Jim Hawkins, along with his friends Gonzo and Rizzo, is working as scuttlebutt at the inn of Mrs Bluebridge when he is given a treasure map by the dying Billy Bones. Pursued by pirates wanting the map, Jim and the others set to sea in The Hispaniola under the frog captain Abraham Smollett. When the ship’s charismatic cook Long John Silver learns that Jim has the map, he becomes determined to obtain the treasure at all costs.
Since the death of Jim Henson in 1990 and the inheritance of the Henson empire by his son Brian, things have fallen into a sad decline. Brian Henson sadly does not have his father’s creative sense and under his control, the Henson empire has been left milking Henson Sr’s highs. With a couple of exceptions – the delightful tv series Dinosaurs (1993-5) and the tv mini-series Gulliver’s Travels (1995) – all of the post-Jim Henson Henson efforts have only imitated former success. Brian has tried to squeeze everything he could out of the Muppet franchise – six films, The Muppet Christmas Carol (1992), this, Muppets from Space (1999), It’s a Very Merry Muppet Christmas Movie (2002), Kermit’s Swamp Years (2002) and The Muppet’s Wizard of Oz (2005) and a short-lived revival tv series Muppets Tonight (1996) – without realising that the Muppet phenomenon hit its peak and faded over fifteen years before. Outside of the Muppets, Brian has milked Jim’s other creations with The Adventures of Elmo in Grouchland (1999) and even tried to blatantly copy his own Dinosaurs with the awful flop sitcom Aliens in the Family (1997). The Muppets were subsequently more successfully revived on the big screen with The Muppets (2011), followed by Muppets Most Wanted (2014) and the tv series revival The Muppets (2015-6).
All might be forgivable if Brian Hensons’s films were a spot on the joyous humour of the original The Muppet Show (1976-81) or the first two Muppet movies The Muppet Movie (1979) and The Great Muppet Caper (1981) – efforts that maintained on one level an inspiredly lunatic silliness for the kids and on another level sly asides for the adults in the audience. Unfortunately, Brian Hensons’s Muppet films are utterly predictable. They go through the Muppet moves but one knows exactly where all the jokes are going to fall. Brian’s films are not even original enough to create their own stories – The Muppet Christmas Carol, this and The Muppet’s Wizard of Oz are respectively Charles Dickens, Robert Louis Stevenson and L. Frank Baum’s perennials slavishly retold with Muppets cast in the various parts.

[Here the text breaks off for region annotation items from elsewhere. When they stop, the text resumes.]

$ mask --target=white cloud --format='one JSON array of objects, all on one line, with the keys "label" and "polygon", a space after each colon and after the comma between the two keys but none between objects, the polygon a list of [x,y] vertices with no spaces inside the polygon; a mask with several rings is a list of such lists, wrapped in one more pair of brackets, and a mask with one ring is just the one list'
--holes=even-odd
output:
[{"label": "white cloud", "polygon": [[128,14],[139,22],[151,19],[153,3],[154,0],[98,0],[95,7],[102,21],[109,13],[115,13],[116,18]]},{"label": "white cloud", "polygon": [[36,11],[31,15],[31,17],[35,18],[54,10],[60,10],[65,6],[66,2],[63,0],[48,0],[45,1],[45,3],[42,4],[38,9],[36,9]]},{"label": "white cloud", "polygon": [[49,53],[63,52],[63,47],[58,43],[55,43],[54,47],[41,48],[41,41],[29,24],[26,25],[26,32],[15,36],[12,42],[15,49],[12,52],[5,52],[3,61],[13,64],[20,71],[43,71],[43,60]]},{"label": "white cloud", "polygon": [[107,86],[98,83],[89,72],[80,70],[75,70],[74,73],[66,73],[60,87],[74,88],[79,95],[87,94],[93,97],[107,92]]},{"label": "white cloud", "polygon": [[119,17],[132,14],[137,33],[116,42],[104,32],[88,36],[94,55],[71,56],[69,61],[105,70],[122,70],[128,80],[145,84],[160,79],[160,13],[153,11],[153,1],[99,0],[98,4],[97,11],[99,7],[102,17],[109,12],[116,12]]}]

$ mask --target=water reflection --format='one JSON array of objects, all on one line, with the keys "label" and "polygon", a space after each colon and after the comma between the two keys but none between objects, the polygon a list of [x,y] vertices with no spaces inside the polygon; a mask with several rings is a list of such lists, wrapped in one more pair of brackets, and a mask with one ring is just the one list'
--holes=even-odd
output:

Muppet Treasure Island is frustratingly routine on all counts. The humour and the characters lack any inspired sparkle. Billy Connolly is always a good deal of infectious fun but he does not seem to be taking the film seriously. The only one to make the best of the show seems to be Tim Curry as Long John Silver who demonstrates that at least he was having masses of fun throughout.